= The Hitchhiker's Guide to the Future =

BBC Radio Series First Broadcast In 2000

The Hitchhiker's Guide to the Future was a four-part radio series hosted by Douglas Adams. It was first broadcast on BBC Radio 4 in October 2000, and repeated in April and May 2001, and September 2014. Because the radio series turned out to be Adams's final project for the BBC before his death (a week after the first broadcast of the final episode), all four episodes are still available for download from the Radio 4 website. Extracts from the four programmes are also available for listening within the Douglas Adams at the BBC collection.

== The Episodes ==
- Programme One: Music
Original Transmission: 11:00 am, Wednesday 4 October 2000, BBC Radio 4

Adams discusses the future of music in the "Internet Age" (which at the time was mainly limited to discussion of illegal download services, such as the first version of Napster - it would be another two years before the iTunes Music Store opened to the American market, and legal music downloads would start to become popular). Topics include digital music creation and online distribution. Adams interviews Brian Eno, Michael Nesmith and Peter Gabriel.

- Programme Two: Publishing
Original Transmission: 11:00 am, Wednesday 11 October 2000, BBC Radio 4

Adams discusses the future of publishing with Peter Cochrane, Muriel Gray and Stewart Brand. Topics include the online distribution of e-books and e-book readers.

- Programme Three: Broadcasting
Original Transmission: 11:00 am, Wednesday 18 October 2000, BBC Radio 4

Adams discusses the future of TV with John Browning, Dylan Winter and Mathew Steele.

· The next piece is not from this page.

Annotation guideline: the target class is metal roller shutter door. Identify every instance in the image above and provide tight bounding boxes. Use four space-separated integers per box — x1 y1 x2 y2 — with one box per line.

Topics included the possibilities of interactive programming, digital video creation and custom scheduling.

- Programme Four: Convergence
Original Transmission: 11:00 am, Wednesday 25 October 2000, BBC Radio 4

Adams discusses the future evolution of technology and Artificial Intelligence with Chris Langton, Stuart Kauffman, and others. Topics included embedded and nano- technologies.

On Saturday 14 March 2015, Mitch Benn presented a programme called Did Douglas Get It Right? which reviewed how accurate the predications from the year 2000 were.